Giving other users, especially those who are at the waters before you, enough space is also your priority. In the ocean, trolling too close to other boats may result in tangles when fighting a fish, particularly chinook salmon. In lakes, it is important not to move your boat across the sections where other anglers are fishing. In rivers, because anglers typically focus on fishing the section downstream from them, it is important not to walk into a spot directly downstream from other anglers.
Because most fisheries in British Columbia are public and only require a general fishing licence to use, it is on a first come first serve basis and not limited to a finite number of users. It is important to share without creating potential conflicts. If you are arriving at a spot where it is occupied by other anglers, then either ask if you could use the same spot or proceed to another area. British Columbia has a vast amount of fishing waters, so finding a spot where it is unoccupied is often not a challenge.
When sharing the same piece of water, how you fish may also affect other users. Always watch your surroundings before you cast so potential hook injuries can be avoided. Be aware of where other anglers' fishing lines are so you do not cast over them. When another angler is fighting a big fish, be sure to keep your fishing line out of the water so tangles and fish loss can be avoided.
Fishing etiquettes do not just stop at respecting other users. Respect should also be given to the environment and the fish that you intend to catch. Keeping your fishing spots garbage free after using them allow other users to have the same positive experience that you have. Fishing lines should never be discarded at the waters because they do not biodegrade and wildlife may entangle in them and die. When catching and releasing a fish, it should be done with great care. An unwanted fish should never be left on land to die. By practicing responsibly, we can maintain the high standard of British Columbia's fisheries.

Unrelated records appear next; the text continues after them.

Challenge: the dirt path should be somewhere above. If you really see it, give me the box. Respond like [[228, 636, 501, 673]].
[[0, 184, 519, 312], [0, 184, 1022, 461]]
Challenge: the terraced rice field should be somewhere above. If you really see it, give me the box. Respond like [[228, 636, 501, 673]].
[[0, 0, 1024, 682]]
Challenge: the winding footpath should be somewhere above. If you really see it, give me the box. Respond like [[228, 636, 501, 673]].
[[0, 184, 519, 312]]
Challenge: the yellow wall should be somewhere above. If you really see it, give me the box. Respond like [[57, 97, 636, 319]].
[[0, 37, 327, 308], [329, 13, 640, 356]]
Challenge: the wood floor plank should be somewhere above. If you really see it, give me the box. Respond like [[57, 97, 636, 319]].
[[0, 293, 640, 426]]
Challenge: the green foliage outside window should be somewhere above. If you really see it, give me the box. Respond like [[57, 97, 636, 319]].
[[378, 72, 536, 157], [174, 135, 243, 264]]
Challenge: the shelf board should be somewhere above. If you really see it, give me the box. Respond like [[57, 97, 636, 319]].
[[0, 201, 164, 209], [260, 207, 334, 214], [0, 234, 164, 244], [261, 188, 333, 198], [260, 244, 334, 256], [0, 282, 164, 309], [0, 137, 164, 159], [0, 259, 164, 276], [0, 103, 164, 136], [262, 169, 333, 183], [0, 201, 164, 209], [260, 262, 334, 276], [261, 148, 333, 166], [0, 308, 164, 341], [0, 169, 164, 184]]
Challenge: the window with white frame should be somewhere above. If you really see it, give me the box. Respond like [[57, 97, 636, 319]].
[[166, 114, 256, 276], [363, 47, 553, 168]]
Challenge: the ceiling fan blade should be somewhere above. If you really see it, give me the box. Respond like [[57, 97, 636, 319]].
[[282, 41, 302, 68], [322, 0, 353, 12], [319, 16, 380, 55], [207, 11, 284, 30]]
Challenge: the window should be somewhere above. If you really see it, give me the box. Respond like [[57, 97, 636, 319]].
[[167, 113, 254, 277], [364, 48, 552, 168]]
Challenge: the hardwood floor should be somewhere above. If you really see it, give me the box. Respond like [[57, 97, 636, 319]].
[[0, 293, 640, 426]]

Although there seem to be many etiquettes that anglers should know, you should not be too worried as long as you have a positive attitude when heading out. For more information, the Sportfishing Advisory Board has developed a set of code of conduct that anglers may use to follow.
- Handle all fish with care.
- Limit your catch to ensure fish for the future.
- Leave your fishing spot cleaner than you found it.
- Respect the rights of property owners and other outdoor enthusiasts.
- Use the proper tackle and methods for the species being targeted.
- Promote the sport by teaching children and new participants how to fish.
- Become informed about your fishery and participate in its management.
- Report all illegal fishing activities to the proper authorities.
- Respect the space of others, leave enough room for everyone to fish.
- Learn the fishing and boating laws and abide by them.